Nurse, ‘matriarch of Everett theater’ remembered

Joyce Radke loved the theater, her church and family. She was known for her energy and laughter. She was a force, a woman who made her mark.

“She was a matriarch of Everett theater,” said Bob Henry, a retired Everett High School drama teacher. “She had a great passion for community theater.”

In the late 1950s, the Everett woman was a founding member of Snohomish County Community Theater, a group that made its home at a theater in Marysville.

Radke was an actor, director and producer. She was later a key member of the Everett Theatre Society, which saved and refurbished the downtown Historic Everett Theatre.

“She had that spunk,” said Susan Prescott, the oldest of Radke’s children. “She defied some of the limitations on women of her era.”

Joyce Eunice Radke died Dec. 9 after a short illness.
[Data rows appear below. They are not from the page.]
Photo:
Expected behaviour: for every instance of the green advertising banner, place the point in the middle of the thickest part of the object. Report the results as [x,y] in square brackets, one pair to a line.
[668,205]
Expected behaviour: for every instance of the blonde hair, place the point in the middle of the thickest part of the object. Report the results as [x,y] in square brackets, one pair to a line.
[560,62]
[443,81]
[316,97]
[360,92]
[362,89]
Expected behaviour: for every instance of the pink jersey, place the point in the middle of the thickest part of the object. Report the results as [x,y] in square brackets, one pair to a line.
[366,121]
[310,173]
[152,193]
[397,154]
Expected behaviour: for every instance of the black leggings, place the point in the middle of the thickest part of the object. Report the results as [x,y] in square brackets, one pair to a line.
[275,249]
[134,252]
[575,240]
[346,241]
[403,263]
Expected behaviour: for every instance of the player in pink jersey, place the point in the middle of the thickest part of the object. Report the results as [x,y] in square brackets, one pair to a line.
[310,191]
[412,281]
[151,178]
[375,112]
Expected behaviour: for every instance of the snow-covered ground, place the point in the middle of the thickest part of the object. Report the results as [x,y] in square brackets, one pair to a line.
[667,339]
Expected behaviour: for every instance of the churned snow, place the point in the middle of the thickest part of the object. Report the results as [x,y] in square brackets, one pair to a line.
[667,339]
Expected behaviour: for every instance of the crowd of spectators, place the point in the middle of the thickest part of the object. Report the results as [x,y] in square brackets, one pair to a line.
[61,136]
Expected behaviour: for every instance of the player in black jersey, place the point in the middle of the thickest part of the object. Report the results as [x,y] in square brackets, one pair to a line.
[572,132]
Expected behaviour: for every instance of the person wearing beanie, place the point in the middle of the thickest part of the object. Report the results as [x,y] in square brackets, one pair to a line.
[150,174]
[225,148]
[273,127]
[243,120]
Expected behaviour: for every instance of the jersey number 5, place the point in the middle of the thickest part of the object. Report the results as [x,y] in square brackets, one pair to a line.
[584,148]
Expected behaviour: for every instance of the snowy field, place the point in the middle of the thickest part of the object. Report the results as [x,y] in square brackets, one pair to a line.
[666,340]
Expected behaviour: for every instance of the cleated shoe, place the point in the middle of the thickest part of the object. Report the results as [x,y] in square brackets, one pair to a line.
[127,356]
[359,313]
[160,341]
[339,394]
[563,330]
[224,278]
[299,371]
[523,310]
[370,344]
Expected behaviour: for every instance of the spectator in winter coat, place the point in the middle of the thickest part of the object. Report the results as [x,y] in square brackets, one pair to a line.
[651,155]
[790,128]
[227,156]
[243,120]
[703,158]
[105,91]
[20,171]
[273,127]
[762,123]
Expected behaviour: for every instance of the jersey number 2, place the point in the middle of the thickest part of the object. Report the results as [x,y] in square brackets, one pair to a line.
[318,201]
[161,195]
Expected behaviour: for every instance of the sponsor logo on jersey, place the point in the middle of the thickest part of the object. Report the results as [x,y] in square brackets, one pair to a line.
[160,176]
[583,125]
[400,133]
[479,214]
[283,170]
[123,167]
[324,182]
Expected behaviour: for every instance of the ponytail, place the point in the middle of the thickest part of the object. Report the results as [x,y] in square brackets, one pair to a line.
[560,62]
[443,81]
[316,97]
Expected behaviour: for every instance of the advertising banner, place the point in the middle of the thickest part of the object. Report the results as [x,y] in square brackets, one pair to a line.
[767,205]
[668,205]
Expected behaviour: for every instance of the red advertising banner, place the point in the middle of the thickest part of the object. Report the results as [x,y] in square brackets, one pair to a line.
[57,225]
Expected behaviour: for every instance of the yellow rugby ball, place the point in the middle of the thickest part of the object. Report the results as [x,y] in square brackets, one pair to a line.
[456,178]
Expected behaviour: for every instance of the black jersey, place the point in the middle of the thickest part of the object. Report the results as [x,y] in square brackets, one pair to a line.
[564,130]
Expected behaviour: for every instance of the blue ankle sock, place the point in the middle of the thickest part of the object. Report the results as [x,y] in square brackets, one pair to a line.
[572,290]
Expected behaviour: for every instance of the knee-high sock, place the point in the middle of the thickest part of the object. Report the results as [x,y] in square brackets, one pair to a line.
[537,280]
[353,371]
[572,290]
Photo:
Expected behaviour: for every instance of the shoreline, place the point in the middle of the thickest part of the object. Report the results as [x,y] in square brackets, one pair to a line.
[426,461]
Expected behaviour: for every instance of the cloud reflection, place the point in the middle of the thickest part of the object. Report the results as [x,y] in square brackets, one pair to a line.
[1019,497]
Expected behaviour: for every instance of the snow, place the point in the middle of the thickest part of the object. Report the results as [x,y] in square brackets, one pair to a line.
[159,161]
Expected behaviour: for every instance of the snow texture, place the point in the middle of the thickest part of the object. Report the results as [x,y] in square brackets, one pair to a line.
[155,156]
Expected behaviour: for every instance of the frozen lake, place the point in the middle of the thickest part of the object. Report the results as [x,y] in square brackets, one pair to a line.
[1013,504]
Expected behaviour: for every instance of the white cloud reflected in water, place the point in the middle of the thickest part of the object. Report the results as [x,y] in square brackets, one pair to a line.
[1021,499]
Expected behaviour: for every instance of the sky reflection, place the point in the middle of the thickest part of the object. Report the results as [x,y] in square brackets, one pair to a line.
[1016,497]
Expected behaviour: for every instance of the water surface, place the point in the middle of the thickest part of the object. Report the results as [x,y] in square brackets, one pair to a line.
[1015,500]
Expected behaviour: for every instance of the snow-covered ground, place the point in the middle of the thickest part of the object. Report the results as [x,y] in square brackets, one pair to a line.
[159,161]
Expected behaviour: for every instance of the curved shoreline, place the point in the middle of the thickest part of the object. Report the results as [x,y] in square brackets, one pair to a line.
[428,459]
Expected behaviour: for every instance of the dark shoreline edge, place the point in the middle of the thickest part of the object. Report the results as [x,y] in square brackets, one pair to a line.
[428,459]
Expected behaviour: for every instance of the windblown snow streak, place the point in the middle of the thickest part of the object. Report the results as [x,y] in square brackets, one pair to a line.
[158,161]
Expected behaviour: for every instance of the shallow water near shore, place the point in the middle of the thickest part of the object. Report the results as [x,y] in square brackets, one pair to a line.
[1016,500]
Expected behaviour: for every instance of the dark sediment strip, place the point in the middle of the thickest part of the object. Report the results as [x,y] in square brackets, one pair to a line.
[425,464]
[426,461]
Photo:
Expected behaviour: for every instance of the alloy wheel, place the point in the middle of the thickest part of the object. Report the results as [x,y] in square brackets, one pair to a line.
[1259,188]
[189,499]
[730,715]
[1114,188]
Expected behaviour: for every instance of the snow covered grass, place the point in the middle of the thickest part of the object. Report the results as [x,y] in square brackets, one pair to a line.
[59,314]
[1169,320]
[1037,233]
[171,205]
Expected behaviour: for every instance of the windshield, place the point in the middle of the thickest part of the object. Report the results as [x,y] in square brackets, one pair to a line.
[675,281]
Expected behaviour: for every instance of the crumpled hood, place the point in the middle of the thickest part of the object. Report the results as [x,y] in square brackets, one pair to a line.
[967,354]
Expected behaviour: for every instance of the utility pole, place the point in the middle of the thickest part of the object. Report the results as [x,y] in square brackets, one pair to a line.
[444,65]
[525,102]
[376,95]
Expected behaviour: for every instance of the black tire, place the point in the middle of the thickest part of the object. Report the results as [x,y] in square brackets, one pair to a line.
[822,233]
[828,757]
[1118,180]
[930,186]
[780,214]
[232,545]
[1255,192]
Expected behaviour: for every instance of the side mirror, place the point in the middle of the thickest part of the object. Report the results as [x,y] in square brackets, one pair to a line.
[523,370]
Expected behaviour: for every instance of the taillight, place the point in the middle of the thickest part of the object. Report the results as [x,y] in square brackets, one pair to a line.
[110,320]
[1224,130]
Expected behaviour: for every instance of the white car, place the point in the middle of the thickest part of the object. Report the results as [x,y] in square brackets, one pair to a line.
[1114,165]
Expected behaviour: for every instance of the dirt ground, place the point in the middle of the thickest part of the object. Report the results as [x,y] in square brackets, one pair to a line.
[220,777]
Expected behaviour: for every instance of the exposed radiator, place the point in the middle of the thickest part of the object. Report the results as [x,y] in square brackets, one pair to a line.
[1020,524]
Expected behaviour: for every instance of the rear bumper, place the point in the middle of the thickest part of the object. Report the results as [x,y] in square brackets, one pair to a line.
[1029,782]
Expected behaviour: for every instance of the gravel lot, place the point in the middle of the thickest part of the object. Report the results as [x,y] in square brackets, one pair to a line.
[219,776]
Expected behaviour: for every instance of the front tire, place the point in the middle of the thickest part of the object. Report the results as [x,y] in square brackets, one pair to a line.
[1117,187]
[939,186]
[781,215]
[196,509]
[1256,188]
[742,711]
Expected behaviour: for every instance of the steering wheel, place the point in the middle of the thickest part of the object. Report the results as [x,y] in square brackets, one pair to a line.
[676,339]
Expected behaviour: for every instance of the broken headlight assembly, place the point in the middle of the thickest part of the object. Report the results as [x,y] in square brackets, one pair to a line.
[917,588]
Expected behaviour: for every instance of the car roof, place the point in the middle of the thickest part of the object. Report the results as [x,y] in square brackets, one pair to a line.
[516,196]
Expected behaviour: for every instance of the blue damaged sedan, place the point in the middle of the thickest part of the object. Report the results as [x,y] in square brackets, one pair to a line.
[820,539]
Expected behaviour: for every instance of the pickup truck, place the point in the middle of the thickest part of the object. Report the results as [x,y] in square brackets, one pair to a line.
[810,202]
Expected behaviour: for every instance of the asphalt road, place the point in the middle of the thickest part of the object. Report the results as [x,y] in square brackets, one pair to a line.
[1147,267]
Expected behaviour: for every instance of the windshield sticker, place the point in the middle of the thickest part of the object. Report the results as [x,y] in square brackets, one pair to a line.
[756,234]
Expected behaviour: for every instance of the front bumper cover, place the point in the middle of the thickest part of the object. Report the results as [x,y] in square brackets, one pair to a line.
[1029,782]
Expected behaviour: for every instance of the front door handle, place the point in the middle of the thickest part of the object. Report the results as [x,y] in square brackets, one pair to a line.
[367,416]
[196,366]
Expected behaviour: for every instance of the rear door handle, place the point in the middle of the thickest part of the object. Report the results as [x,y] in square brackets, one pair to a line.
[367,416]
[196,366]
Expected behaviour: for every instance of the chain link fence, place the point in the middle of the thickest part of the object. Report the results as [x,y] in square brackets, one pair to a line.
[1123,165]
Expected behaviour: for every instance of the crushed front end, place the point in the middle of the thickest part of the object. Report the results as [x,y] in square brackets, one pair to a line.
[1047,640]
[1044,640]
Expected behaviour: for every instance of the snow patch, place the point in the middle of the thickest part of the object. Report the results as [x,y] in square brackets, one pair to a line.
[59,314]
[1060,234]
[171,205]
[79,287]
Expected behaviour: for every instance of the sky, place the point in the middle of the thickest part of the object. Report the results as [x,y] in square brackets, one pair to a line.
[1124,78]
She was 85.

She is survived by her three children, Susan Prescott, Steven Radke and Sara Agassiz; by grandchildren Jennifer Skov, Ryan Prescott, Joseph Radke, Kelle Agassiz and Daniel Radke; and by great-grandson Gavin Prescott.

She was preceded in death by her husband, Dr. Albert Radke, daughter, Shelley Radke, brother, Roger Champagne, and grandson, Kyle Prescott.

Born Dec. 17, 1924, in Marinette, Wis., she attended nursing school in Milwaukee. There she met Albert Radke, who was completing his internal medicine residency. They were married on Christmas Eve 1945.

After a year’s service to the Navy and her husband’s Army duty in Italy after World War II, the couple lived in Milwaukee. With baby Susan, they moved to Everett in 1950. While her husband established his medical practice, she focused on her children, her community and her church, Everett’s Trinity Lutheran.

“She was just a woman of faith,” said the Rev. Lee Kluth, a former pastor at the church. “She related to people of all ages. Joyce really saw that life was a gift of God, and each of us has the capacity to use that gift.”

Radke suffered the terrible loss of a child when her daughter, Shelley, died of leukemia in her 20s.

Longtime friend Dorthey Thompson recalled Radke being with Shelley continually during her treatment at Fred Hutchinson Cancer Research Center in Seattle. After her daughter died, Radke “had a very difficult time. She thought she would never laugh again,” Thompson said.

Radke worked as a nurse at what’s now Providence Regional Medical Center. She sold real estate and traveled to Europe, Africa and Asia. She remained a faithful friend and tireless volunteer at Trinity Lutheran. “She was busy all the time,” Thompson said. “We worked on so many committees. She loved her church.”

Thompson said her friend enjoyed a second home on Lopez Island and gambling at the Tulalip Casino. “She called them her ‘three Cs,’ the church, the casino and the cabin,” Thompson said.

Radke was a lifelong learner. In her mid-40s, she returned to school, first to Everett Community College and then to the University of Washington where she earned a bachelor of arts degree with majors in theater and psychology.

Radke was a member of the UW Alumni Association. She devoted time to the Lowell Elementary PTA, Campfire Girls, the Evergreen Town Club, the Snohomish County Museum Association, United Way and the Everett Senior Center.

Prescott said that during her girlhood in the 1960s, her mother’s independence showed her what women could accomplish. “She provided us with a chance to go for our dreams,” she said.

Prescott remembers her mother taking her four children on a cross-country driving trip in 1964. They went to New York and Washington, D.C., where they visited Sen. Henry M. “Scoop” Jackson, an Everett native, in his Senate office.

“She had such energy and such focus. Her laughter was her trademark,” said Henry, who worked on many theater productions with Radke. “I always knew when she was in the audience by her laugh. This laugh was raucous. It was strong. Nobody had a laugh like that. And she always spoke her mind.”

“My mom was really a lot of fun,” said Sara Agassiz, Radke’s youngest child. “She was a big Mariners fan. I wasn’t, until I realized how much fun she was having.” Agassiz would call her mother if she was watching a ballgame and saw a home run. “She’d pick up her phone and just say, ‘Goodbye, baseball,’ ” she said.

Everett’s Gary Hatle knew Radke through Trinity Lutheran Church and local theater. “She could be brassy and outspoken. She had a big heart,” he said.

Kluth, Trinity’s former pastor, said that if Radke was in the audience at a church concert she would always say, “Bravo!”

“Last Sunday, we had our annual Advent choir presentation. And somebody said, ‘Bravo.’ Joyce’s presence was felt, and will be felt, by many people who knew and loved her,” he said.